Sample rate: 100% for ERROR, 10% for INFO under load, 100% on canary.

5. Errors (Sentry)

  • All ERROR-level logs auto-shipped to Sentry with the trace context.
  • Event handlers tag errors with topic, message_id, delivery_attempt.
  • Domain errors are not Sentry events — they are expected business outcomes (4xx).

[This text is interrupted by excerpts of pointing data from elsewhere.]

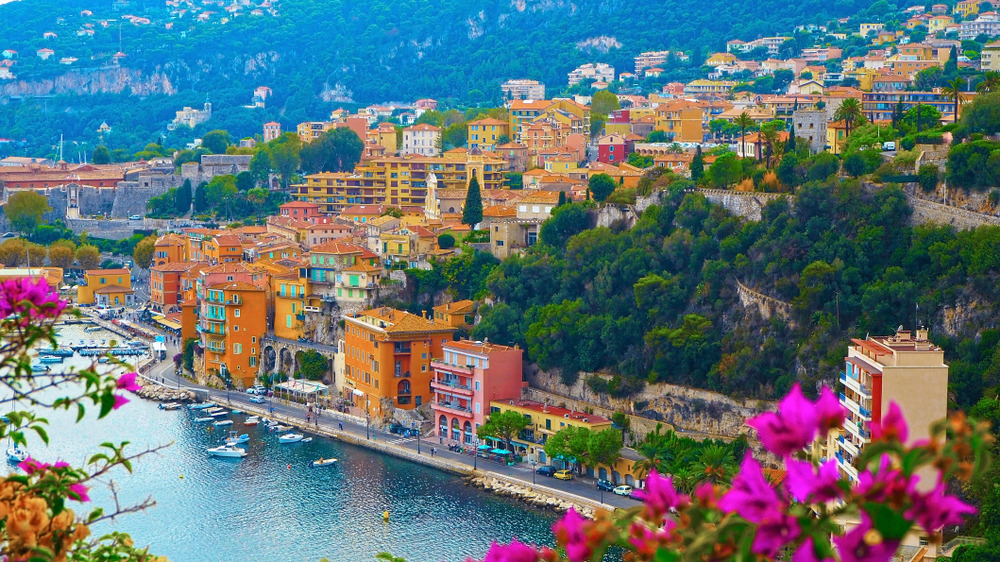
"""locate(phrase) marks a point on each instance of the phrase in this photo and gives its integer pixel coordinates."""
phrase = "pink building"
(465, 380)
(272, 131)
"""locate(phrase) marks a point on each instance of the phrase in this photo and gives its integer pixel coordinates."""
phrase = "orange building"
(388, 354)
(232, 326)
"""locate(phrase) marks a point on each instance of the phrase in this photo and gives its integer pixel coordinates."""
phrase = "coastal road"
(236, 399)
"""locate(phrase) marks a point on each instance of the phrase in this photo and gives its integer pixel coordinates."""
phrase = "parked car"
(546, 470)
(623, 490)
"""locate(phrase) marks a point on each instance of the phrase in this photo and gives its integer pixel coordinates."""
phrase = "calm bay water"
(272, 506)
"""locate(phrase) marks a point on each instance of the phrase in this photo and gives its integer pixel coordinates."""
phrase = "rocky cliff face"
(96, 81)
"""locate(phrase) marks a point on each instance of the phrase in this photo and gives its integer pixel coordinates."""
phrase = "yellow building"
(106, 287)
(291, 294)
(401, 180)
(487, 133)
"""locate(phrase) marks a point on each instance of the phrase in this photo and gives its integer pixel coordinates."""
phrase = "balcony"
(451, 387)
(453, 408)
(439, 364)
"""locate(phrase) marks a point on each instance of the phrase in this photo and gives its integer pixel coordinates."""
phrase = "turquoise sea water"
(272, 506)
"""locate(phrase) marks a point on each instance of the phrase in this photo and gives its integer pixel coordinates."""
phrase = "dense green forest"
(658, 302)
(370, 51)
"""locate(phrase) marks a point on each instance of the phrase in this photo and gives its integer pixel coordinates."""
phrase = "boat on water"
(16, 454)
(203, 406)
(235, 439)
(228, 451)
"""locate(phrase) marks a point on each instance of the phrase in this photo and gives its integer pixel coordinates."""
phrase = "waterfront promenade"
(355, 432)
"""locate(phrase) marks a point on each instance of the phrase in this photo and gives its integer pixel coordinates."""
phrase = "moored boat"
(227, 451)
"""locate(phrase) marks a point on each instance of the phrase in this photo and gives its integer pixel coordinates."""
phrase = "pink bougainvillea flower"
(936, 509)
(791, 428)
(830, 413)
(861, 546)
(892, 426)
(751, 496)
(127, 382)
(120, 401)
(805, 483)
(885, 483)
(660, 496)
(775, 533)
(78, 492)
(514, 552)
(571, 532)
(807, 553)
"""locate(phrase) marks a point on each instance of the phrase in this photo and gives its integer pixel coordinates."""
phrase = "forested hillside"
(313, 52)
(658, 302)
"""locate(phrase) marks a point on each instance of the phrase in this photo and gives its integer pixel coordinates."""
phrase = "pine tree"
(200, 202)
(472, 214)
(182, 199)
(697, 165)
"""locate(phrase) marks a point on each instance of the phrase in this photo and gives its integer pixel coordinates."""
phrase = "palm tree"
(743, 122)
(953, 91)
(990, 83)
(849, 112)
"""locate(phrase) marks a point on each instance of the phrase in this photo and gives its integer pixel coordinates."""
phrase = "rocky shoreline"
(528, 495)
(159, 393)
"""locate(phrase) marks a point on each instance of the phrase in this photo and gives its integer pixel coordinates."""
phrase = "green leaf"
(888, 521)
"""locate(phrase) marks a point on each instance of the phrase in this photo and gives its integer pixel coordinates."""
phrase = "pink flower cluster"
(37, 298)
(77, 491)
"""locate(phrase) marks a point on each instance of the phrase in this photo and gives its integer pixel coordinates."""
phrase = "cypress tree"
(182, 199)
(472, 214)
(200, 202)
(697, 165)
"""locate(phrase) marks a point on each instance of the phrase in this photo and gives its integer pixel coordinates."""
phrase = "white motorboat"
(227, 451)
(16, 454)
(235, 439)
(204, 406)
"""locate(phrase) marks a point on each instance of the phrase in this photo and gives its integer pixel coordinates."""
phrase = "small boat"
(227, 451)
(234, 439)
(16, 454)
(204, 406)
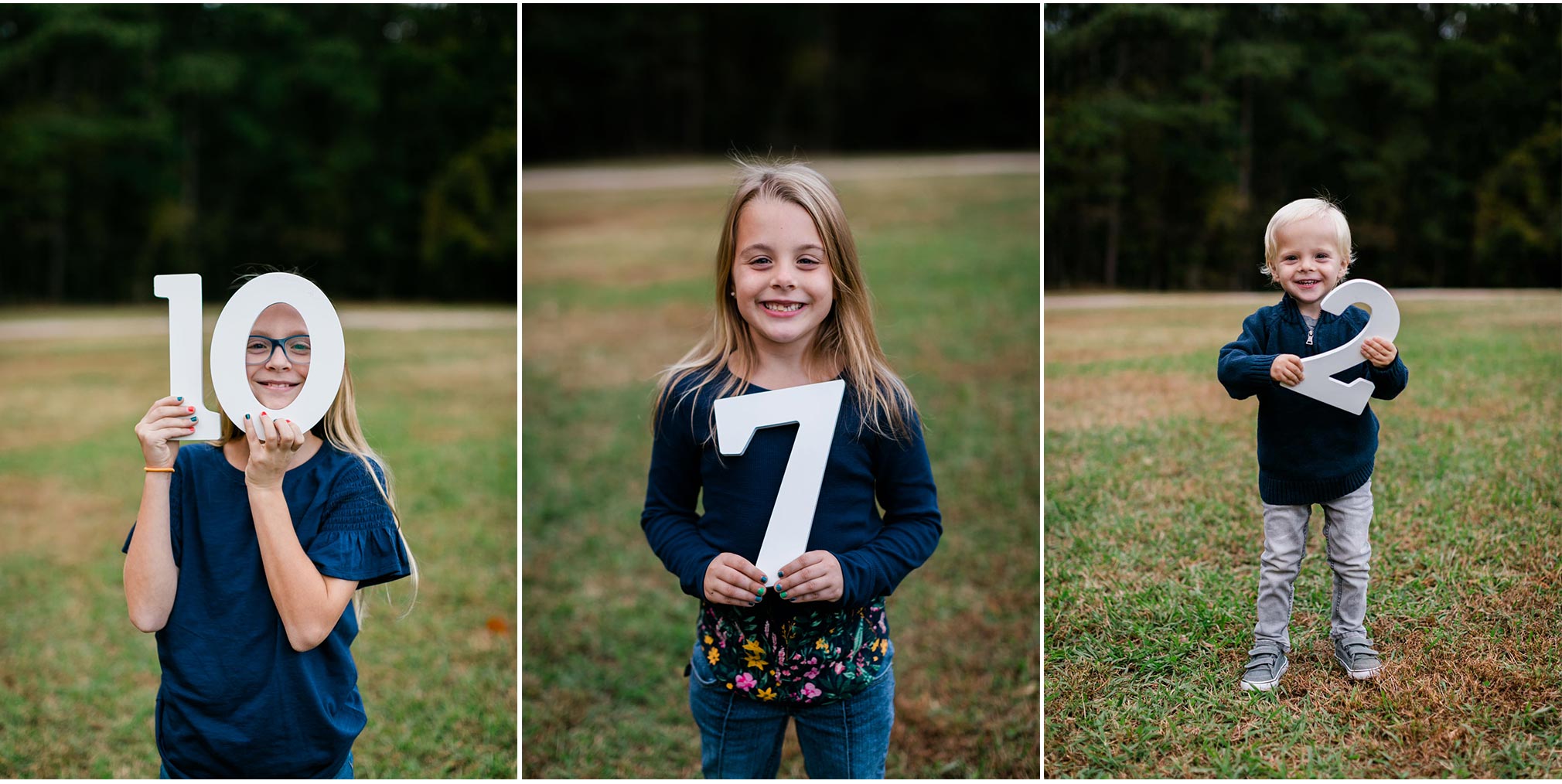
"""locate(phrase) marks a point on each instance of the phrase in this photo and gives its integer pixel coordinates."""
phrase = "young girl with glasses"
(791, 309)
(244, 560)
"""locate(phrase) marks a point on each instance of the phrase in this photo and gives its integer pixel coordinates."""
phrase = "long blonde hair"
(845, 338)
(339, 428)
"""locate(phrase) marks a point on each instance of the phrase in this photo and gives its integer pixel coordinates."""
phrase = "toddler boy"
(1309, 452)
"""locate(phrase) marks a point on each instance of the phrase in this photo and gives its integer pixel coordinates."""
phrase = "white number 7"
(814, 408)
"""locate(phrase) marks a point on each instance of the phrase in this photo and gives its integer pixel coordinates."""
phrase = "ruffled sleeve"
(358, 534)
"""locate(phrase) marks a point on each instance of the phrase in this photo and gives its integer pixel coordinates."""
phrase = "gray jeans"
(1345, 523)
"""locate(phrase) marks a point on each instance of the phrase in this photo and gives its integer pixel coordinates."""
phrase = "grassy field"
(1154, 530)
(77, 681)
(619, 285)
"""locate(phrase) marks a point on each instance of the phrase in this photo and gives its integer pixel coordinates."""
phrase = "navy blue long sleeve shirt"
(863, 472)
(1309, 452)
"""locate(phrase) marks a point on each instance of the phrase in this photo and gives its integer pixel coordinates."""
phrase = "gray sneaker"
(1358, 658)
(1266, 664)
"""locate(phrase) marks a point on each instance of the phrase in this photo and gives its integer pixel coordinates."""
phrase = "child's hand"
(811, 577)
(1380, 352)
(272, 448)
(1286, 369)
(165, 421)
(733, 580)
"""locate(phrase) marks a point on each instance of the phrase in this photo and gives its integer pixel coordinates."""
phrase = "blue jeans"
(344, 773)
(741, 736)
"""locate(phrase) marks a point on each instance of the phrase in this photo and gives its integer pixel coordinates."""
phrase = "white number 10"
(814, 408)
(228, 377)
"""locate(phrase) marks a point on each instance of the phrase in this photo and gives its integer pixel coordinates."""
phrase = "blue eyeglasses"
(260, 349)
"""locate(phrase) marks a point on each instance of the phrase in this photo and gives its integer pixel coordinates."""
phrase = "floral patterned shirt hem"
(813, 658)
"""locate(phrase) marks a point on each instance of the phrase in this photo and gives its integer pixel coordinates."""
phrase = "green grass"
(1153, 537)
(77, 681)
(619, 285)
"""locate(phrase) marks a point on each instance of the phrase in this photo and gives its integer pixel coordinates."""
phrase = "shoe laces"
(1359, 649)
(1267, 658)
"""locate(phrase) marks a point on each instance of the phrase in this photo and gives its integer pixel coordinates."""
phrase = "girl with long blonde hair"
(791, 309)
(244, 560)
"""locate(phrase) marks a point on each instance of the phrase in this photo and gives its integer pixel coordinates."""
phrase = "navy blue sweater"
(875, 552)
(1309, 452)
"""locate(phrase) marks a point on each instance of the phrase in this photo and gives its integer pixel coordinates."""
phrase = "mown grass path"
(616, 286)
(79, 683)
(1153, 531)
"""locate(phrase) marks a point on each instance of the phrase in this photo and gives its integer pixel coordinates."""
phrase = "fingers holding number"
(1380, 352)
(733, 580)
(272, 447)
(168, 419)
(813, 577)
(1286, 369)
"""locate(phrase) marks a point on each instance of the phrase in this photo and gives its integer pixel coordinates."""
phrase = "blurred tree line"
(1174, 133)
(605, 82)
(372, 147)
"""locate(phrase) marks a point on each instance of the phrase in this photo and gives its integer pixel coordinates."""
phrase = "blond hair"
(339, 428)
(845, 338)
(1303, 210)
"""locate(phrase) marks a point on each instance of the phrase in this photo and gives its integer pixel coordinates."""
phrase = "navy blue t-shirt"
(237, 700)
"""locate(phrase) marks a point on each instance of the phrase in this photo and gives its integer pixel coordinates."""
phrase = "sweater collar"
(1291, 312)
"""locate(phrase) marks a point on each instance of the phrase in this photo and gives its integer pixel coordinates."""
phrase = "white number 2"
(814, 408)
(1315, 370)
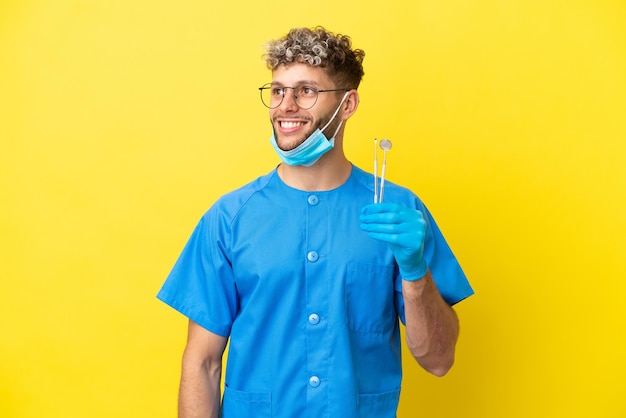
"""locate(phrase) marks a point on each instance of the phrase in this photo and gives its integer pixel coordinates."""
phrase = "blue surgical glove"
(404, 230)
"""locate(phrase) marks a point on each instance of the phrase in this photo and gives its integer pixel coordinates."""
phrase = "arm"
(432, 327)
(199, 394)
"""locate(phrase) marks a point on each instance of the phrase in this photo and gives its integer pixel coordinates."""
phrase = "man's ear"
(350, 104)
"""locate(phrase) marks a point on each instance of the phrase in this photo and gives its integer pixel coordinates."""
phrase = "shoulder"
(230, 204)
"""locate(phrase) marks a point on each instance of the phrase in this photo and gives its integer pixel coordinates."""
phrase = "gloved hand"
(404, 230)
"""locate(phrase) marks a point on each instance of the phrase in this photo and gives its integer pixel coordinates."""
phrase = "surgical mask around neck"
(312, 149)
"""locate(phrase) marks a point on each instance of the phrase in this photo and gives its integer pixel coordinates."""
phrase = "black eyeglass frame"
(269, 86)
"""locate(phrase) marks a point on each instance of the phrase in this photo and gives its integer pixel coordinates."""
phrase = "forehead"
(298, 73)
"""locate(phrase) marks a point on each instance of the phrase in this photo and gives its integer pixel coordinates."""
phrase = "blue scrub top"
(310, 302)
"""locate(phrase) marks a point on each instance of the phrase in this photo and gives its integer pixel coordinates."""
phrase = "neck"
(330, 172)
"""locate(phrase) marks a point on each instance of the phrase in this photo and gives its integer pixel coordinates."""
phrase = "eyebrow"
(300, 83)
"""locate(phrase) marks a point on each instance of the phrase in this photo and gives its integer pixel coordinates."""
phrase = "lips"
(287, 126)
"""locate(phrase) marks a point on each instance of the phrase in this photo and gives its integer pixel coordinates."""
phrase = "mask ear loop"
(335, 114)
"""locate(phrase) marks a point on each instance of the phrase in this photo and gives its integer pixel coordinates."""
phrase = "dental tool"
(385, 145)
(375, 171)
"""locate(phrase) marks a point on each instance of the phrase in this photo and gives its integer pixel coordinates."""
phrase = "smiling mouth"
(291, 124)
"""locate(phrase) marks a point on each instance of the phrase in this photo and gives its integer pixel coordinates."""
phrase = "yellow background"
(121, 121)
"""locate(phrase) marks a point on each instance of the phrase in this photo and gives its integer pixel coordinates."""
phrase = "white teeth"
(291, 124)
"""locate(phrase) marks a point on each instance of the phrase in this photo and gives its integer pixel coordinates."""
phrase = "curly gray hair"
(318, 48)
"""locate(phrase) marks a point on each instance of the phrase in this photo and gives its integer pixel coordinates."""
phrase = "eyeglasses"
(305, 96)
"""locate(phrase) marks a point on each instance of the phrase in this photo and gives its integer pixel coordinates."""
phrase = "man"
(306, 276)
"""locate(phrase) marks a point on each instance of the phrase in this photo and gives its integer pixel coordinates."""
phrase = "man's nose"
(289, 100)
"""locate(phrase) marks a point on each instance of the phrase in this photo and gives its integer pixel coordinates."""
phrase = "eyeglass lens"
(304, 96)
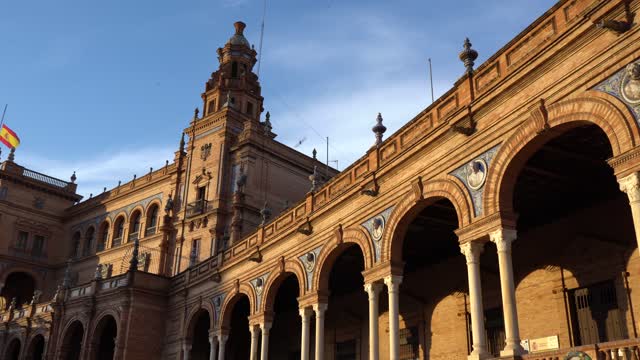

Only 5xx, panics, and Concurrency conflict storms (10+ in 60 s on the same aggregate) page on-call.

6. Dashboards

Grafana folder housekeeping:

  1. Overview — request rate, latency p50/p95/p99, 4xx/5xx, error budget burn.
  2. Turnover Saga — tasks created/started/completed/min, time-to-ready histogram, current open count by status.
  3. BoardGET /board p99, board cache hit ratio, sync push outcomes.
  4. Linen — on-hand by line per property, low-stock alerts, runway minutes.
  5. Shifts & Routing — staffing-gap events, routing requests/applied/fallback, hitl mode by tenant.
  6. Database — Cloud SQL CPU, slow query top 10, partition sizes, RLS denies.
  7. Pub/Sub — consumer lag per subscription, DLQ size, retry counts.

7. Alerts

AlertConditionRoute
OutboxBacklogunpublished rows > 1000 for 5 minon-call (housekeeping)
BoardLatencyHighboard p99 > 400 ms for 10 minon-call
TurnoverCreateLagHighp95 > 5 s for 10 minon-call
ConsumerLagHigholdest unacked > 60 s for 5 min on any subscriptionon-call
DLQGrowthDLQ size > 10 in 15 minon-call
ErrorBudgetBurnFast1h burn rate > 14×on-call (page)
ErrorBudgetBurnSlow6h burn rate > 6×on-call (ticket)
RLSDenyStormRLS denies > 0 for 5 minsecurity on-call (this should never happen)
RoutingFallbackPersistentfallback counter > 0 for 30 minengineering Slack (warn)
LinenLowStockSpikelow-stock alerts > 5/property in 1 hanalytics Slack (warn)

Pages go to PagerDuty housekeeping; warnings to Slack #hk-ops.

8. Runbooks

Each alert has a runbook in runbooks/:

  • outbox-backlog.md
  • board-latency.md
  • turnover-create-lag.md
  • consumer-lag.md
  • dlq-growth.md
  • rls-deny.md
  • routing-fallback.md

Runbooks include: how to confirm, immediate mitigation, escalation, post-mortem template.

9. Audit visibility

audit_events is queryable via the internal admin tool (/internal/admin/audit?aggregate_id=…) — restricted to tenant_admin and platform support roles. Mirrored to audit-service over Pub/Sub.